Endoscopy 2013; 45(S 02): E101
DOI: 10.1055/s-0032-1326277
Cases and Techniques Library (CTL)
© Georg Thieme Verlag KG Stuttgart · New York

Endoscopic treatment of an epiphrenic diverticulum using a fully covered self-expanding metal stent

A. Aiolfi
Division of General Surgery, Department of Biomedical Sciences for Health, University of Milan, IRCCS Policlinico San Donato, Milan, Italy
,
D. Bona
Division of General Surgery, Department of Biomedical Sciences for Health, University of Milan, IRCCS Policlinico San Donato, Milan, Italy
,
L. Bonavina
Division of General Surgery, Department of Biomedical Sciences for Health, University of Milan, IRCCS Policlinico San Donato, Milan, Italy
› Author Affiliations
Further Information

Corresponding author

L. Bonavina
Policlinico San Donato
via Morandi 30
20097 San Donato Milanese (Milano)
Italy   
Fax: +39-02-52774622   

Publication History

Publication Date:
22 March 2013 (online)

 

Pulsion diverticula develop over the distal 10 cm of the esophageal body and generally project from the right side [1]. Disabling dysphagia and regurgitation are the most common symptoms; recurrent pulmonary complications from aspiration occur in up to 45 % of affected patients [2]. An underlying motility disorder is demonstrated in 81 % of the patients [3]. Surgical therapy is mandatory when symptoms are incapacitating or if life-threatening respiratory complications occur. The ideal operation includes diverticulectomy, myotomy, and fundoplication through a laparoscopic or thoracoscopic approach.
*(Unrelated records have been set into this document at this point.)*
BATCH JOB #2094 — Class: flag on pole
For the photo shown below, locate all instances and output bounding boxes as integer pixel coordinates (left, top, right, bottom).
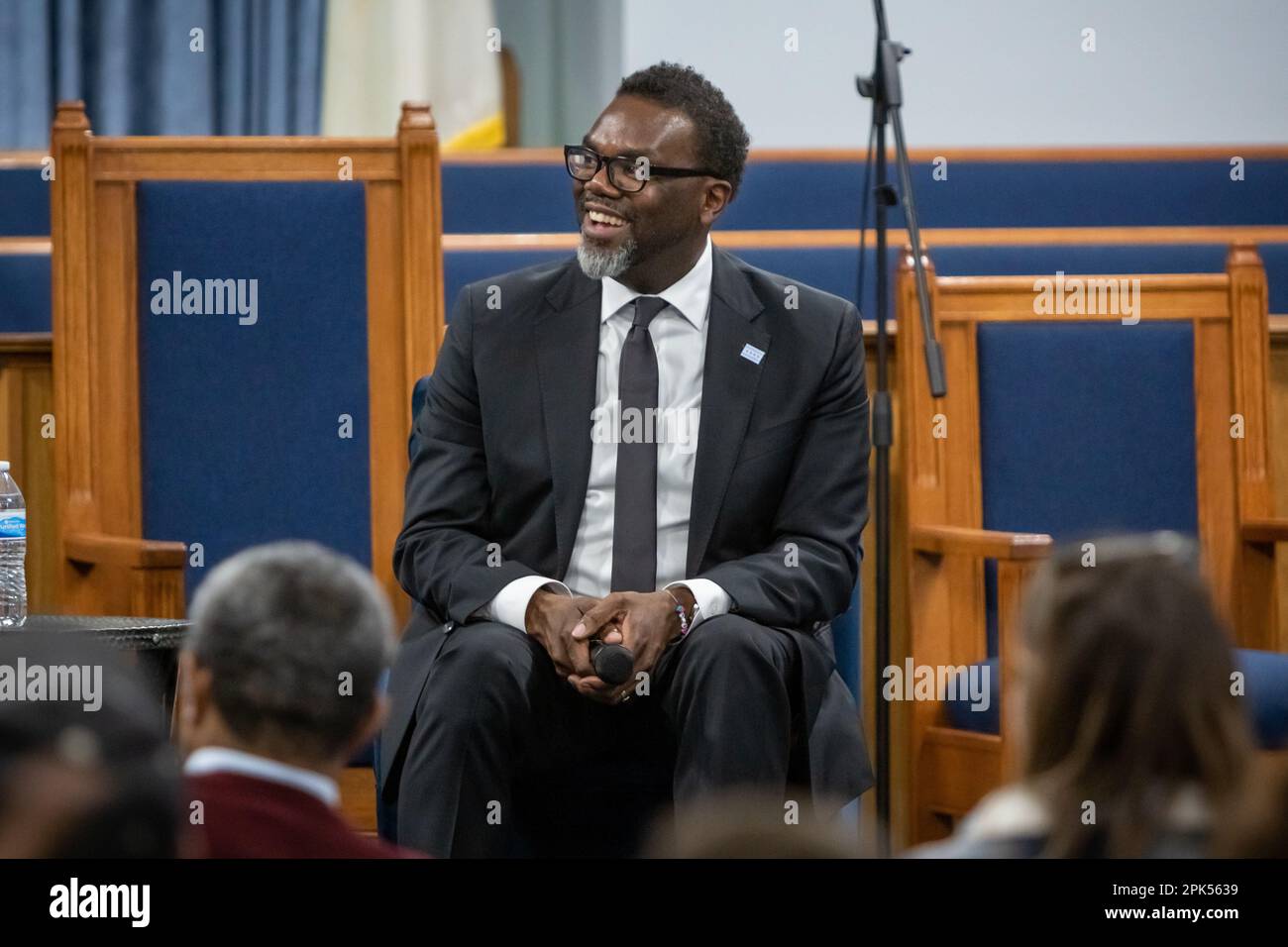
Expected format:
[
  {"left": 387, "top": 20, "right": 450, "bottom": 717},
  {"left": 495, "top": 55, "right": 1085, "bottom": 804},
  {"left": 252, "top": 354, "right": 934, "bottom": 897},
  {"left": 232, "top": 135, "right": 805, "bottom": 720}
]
[{"left": 322, "top": 0, "right": 505, "bottom": 151}]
Although the long-term results of such an operation are satisfactory, esophageal leaks can occur and may cause mortality [1]. Pneumatic dilation of the cardia has been the only viable option in high-risk patients, but this procedure may result in perforation and the overall clinical results have been disappointing [4].

An 87-year-old woman with a history of cardiac arrhythmia and previous implantation of a pacemaker was admitted to our department with a 5-cm epiphrenic diverticulum ([Fig. 1]). She had a 5-year history of worsening dysphagia for solid food, regurgitation, and more than 10 % weight loss. Multiple previous endoscopic dilations had been unsuccessful. Her American Society of Anesthesiologists (ASA) score was 3, and both the patient and her family refused consent for a laparoscopic resection of the diverticulum.

Zoom Image
Fig. 1 Endoscopic view of the 5-cm epiphrenic diverticulum in a frail 87-year-old woman.

A fully covered 12-cm self-expanding metal stent (Hanarostent, M.I. Tech Co. Ltd, Seoul, Korea) was deployed across the cardia with the proximal cup at the distal margin of the neck of the diverticulum to allow for more direct emptying of the esophagus and the pouch. A chest radiograph confirmed the correct positioning of the stent ([Fig. 2]). The patient was discharged home on the second postoperative day with prescription of a proton pump inhibitor (PPI) twice daily. Over a follow-up period of 6 months, her dysphagia score improved from 3 (able to swallow liquids only) to 1 (able to swallow some solid food) [5]. A 3-kg weight gain was also noted.

Zoom Image
Fig. 2 The lateral chest radiograph showing correct placement of the 12-cm fully covered self-expanding metal stent.

To our knowledge this is the first reported case of an epiphrenic diverticulum being successfully managed with an esophageal stent in an elderly patient who was unfit for surgery.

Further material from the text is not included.